Exactly one year after that, on October 25, 2002, another huge crowd gathered to dedicate the new science building, named in honor of the trustees whose lead gift launched the campaign. Together, as a campus, we celebrated.
The building's a stunner; I know I'm not the only one who wandered the halls those first few days, gawking. But what brought me the most joy was seeing the students actually using the place: sitting on the couches in the lobby, scribbling on whiteboards in seminar rooms, chatting with professors and each other in the second floor lobby. When I see students enjoying the building, I feel like jumping up and down and cheering, because those sights tell me the building is doing what it was meant to do.
The success of Trustee Science Center has spread beyond campus. This April, Drury hosts a conference with Project Kaleidoscope, a national foundation dedicated to improving science teaching. The conference will bring about 150 professionals to campus to learn how to design effective facilities for teaching science.
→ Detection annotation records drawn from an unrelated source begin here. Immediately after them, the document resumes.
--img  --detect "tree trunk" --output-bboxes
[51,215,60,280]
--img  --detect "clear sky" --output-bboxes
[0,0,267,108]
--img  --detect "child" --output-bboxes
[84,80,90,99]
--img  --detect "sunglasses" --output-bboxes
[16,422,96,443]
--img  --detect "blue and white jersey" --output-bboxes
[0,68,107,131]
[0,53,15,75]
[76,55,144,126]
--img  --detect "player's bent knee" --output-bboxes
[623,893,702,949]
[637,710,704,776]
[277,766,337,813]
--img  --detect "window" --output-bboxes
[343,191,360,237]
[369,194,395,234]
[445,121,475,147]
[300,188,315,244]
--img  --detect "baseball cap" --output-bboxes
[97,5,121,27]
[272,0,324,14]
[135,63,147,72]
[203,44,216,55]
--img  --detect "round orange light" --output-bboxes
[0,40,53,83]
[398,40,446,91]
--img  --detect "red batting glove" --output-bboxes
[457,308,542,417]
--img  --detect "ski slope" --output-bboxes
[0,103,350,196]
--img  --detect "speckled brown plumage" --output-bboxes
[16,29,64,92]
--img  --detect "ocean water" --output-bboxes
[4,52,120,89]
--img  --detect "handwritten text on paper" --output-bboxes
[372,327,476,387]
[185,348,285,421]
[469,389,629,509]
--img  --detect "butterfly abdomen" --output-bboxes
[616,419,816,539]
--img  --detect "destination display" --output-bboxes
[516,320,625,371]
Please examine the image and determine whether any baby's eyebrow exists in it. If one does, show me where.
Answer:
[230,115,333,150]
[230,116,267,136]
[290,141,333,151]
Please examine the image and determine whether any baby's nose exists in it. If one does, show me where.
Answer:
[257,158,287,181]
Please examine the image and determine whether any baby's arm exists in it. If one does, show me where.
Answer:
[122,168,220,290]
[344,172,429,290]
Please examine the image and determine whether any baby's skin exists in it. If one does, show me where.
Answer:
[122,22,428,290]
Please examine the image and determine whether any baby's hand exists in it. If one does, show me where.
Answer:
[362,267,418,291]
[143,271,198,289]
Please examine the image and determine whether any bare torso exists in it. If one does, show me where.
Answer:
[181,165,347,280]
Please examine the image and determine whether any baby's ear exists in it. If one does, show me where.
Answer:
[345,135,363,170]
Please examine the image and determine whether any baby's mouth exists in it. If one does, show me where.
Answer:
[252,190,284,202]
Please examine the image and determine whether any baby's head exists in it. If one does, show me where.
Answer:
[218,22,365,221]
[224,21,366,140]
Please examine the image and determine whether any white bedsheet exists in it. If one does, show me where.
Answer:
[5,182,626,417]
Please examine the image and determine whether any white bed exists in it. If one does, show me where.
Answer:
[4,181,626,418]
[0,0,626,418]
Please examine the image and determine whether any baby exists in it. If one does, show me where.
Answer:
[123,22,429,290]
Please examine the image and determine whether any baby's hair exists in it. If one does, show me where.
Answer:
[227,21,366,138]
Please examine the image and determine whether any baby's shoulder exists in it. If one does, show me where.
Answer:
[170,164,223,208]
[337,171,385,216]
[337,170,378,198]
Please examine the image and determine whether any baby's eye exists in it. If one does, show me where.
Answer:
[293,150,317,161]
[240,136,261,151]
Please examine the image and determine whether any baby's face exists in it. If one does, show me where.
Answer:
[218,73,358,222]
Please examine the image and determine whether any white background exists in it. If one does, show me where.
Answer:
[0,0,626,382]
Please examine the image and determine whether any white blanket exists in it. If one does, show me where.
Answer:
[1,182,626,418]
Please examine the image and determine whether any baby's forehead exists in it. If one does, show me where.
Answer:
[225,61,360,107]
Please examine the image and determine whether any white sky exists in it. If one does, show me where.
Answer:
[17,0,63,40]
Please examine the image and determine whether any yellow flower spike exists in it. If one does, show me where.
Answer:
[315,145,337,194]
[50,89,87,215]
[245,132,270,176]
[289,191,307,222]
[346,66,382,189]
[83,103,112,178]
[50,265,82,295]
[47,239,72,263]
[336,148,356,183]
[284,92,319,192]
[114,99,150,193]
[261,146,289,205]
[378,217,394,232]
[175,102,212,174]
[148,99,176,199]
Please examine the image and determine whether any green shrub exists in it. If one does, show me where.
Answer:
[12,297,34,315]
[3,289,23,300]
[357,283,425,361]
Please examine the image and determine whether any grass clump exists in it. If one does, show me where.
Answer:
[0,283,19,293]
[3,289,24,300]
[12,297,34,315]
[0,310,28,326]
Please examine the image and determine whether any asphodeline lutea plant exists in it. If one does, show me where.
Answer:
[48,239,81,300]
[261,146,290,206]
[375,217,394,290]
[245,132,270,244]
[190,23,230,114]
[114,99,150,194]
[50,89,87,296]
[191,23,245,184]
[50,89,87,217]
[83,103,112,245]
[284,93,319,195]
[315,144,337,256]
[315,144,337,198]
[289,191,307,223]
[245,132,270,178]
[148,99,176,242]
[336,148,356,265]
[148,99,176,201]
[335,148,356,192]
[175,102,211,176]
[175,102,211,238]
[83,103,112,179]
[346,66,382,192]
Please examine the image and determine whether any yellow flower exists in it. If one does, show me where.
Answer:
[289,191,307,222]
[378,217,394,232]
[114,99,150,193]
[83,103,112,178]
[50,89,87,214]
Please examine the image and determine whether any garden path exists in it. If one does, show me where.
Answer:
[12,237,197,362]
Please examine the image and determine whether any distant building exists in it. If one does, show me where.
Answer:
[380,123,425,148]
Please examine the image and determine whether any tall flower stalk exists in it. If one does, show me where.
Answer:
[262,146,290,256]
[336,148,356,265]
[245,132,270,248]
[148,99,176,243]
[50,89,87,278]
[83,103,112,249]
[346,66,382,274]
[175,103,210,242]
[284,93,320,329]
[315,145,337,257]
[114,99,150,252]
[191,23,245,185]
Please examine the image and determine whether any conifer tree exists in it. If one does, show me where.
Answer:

The old science center will get a new life of its own. This spring, Lay will be completely renovated on the inside, converted to classrooms, offices and common areas for Drury's nationally-recognized School of Education and Child Development.
Other projects continue apace: the Pool Art Center, the Summit Park leadership community and a new residence hall to replace Sunderland. Other projects are on the horizon, and Drury is now working on a master plan to guide future development. More on those topics in future issues. For now, share in the glow of a new science center!